Our analysis of a collection of 81 P. uniformis genotypes from North America and Europe favors scenario 2 of the potential biological invasions offered in Figure 2A. We provide clear evidences for a European origin of P. uniformis based on the basal positions of European clades and much higher genetic diversity of strains found in Europe (Table 2). Colonization has probably happened at least twice, apparent from a clade of North American nematodes (RS5505, RS5500, RS5506) distinct from that of the highly related clade (Fig. 3B). This finding is supported by the phylogenetic position of P. uniformis in the European group of species within the genus Pristionchus (Herrmann et al. 2007; Mayer et al. 2007). Given the recent invasion of L. decemlineata to Europe, host-switching event might have occurred in Europe. Under these circumstances, P. uniformis most likely has invaded North America from Europe. However, it remains unknown if P. uniformis invaded North America in association with a host beetle or by another way of transportation. Also, our results do not allow to exclude the potential scenario that P. uniformis has been introduced to North America prior to the invasion of Europe by L. decemlineata. Data presented herein, provide the first molecular support to characterize the complexity of species invasion and host-switching events of a Pristionchus nematode. The ease with which these nematodes can be isolated and characterized might make them a useful system to further investigate the biogeography of insect associated nematodes.

So far P. uniformis is the only Pristionchus species that is found consistently on disparate families of hosts among more than 20 species collected worldwide (Mayer et al. 2009). These observations suggest that host-switching is exceptional in Pristionchus evolution and might require special genetic features. The adaptation to the new ecological niche requires a new host-seeking behavior, special chemoattractive properties, and novel survival attributes. Among these adaptations, chemoattraction can be studied under laboratory conditions by using chemoattraction assays. We were able to show that P. uniformis has a species-specific preference for its beetle hosts’ odor profile. Pristionchus uniformis significantly diverged from the model species P. pacificus in its chemoattraction profiles toward the extract of the scarab P. anxia and the chrysomelid L. decemlineata. Interestingly, we observed also an intraspecific discrepancy in chemotaxis when testing the two P. uniformis strains on P. anxia extracts. The P. anxia odor was attractive only for the P. anxia derived P. uniformis strain. These findings suggest that chemoattraction mechanisms can evolve rapidly, and that some P. uniformis strains have lost the ability to recognize certain scarab beetles as potential hosts. It is important to note that this finding might be influenced by the high diversity of scarab beetles. In particular in North America, the group of scarab beetles is very diverse (Arnett et al. 2002) and investigations about the species specificity of Pristionchus with these North American scarab beetles await future analysis.
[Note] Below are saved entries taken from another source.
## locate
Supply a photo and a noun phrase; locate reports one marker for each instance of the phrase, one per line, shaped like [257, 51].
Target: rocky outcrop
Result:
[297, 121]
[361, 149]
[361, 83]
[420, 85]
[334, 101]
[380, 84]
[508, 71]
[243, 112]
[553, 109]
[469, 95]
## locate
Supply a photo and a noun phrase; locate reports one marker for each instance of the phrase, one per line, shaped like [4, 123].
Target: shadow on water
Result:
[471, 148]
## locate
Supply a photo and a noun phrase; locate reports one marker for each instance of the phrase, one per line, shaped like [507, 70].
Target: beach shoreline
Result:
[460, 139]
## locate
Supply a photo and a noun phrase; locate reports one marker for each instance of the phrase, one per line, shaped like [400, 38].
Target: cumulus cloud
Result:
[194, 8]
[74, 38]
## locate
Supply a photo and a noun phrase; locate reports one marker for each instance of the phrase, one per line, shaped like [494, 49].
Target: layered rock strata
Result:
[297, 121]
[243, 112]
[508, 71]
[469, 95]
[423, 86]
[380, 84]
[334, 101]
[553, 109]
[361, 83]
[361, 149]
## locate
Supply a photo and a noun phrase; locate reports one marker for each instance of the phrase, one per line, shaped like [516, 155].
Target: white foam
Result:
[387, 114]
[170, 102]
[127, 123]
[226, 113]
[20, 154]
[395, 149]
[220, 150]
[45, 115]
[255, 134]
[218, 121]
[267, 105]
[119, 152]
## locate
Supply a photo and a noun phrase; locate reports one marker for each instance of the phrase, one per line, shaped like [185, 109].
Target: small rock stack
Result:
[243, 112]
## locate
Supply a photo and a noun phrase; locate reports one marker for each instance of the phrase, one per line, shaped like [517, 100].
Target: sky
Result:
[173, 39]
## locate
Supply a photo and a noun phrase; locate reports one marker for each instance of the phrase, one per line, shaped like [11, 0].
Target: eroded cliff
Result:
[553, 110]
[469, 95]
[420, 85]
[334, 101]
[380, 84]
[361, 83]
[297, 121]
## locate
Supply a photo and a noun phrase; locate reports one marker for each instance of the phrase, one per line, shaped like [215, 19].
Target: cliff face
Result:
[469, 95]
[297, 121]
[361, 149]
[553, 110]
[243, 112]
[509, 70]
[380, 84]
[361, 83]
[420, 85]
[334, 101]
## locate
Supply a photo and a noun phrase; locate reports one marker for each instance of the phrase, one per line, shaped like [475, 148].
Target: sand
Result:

One other, crucial factor for successful host-switching is the ability to overcome competitive exclusion by other residents of the new host (Barker 1994). Interestingly, the “new”P. uniformis host L. decemlineata is well protected against predators by the secretions of defensive glands (Dalzoe et al. 1986) and by the toxic substances present in the haemolymph (Hsiao and Fraenkel 1969). Indeed, L. decemlineata is poor in associated nematodes, most likely because toxic substances prevent a successful invasion by nematodes. Therefore, the switch of P. uniformis toward L. decemlineata was not influenced by competition from resident nematodes and might have been favored by low predation rates. At the same time, P. uniformis must have evolved a mechanism to overcome the toxicity associated with the L. decemlineata habitat. However, we have so far been unable to identify such mechanisms; our investigations of the L. decemlineata haemolymph did not show any evidence for resistant mechanisms of P. uniformis, when compared to other nematode species.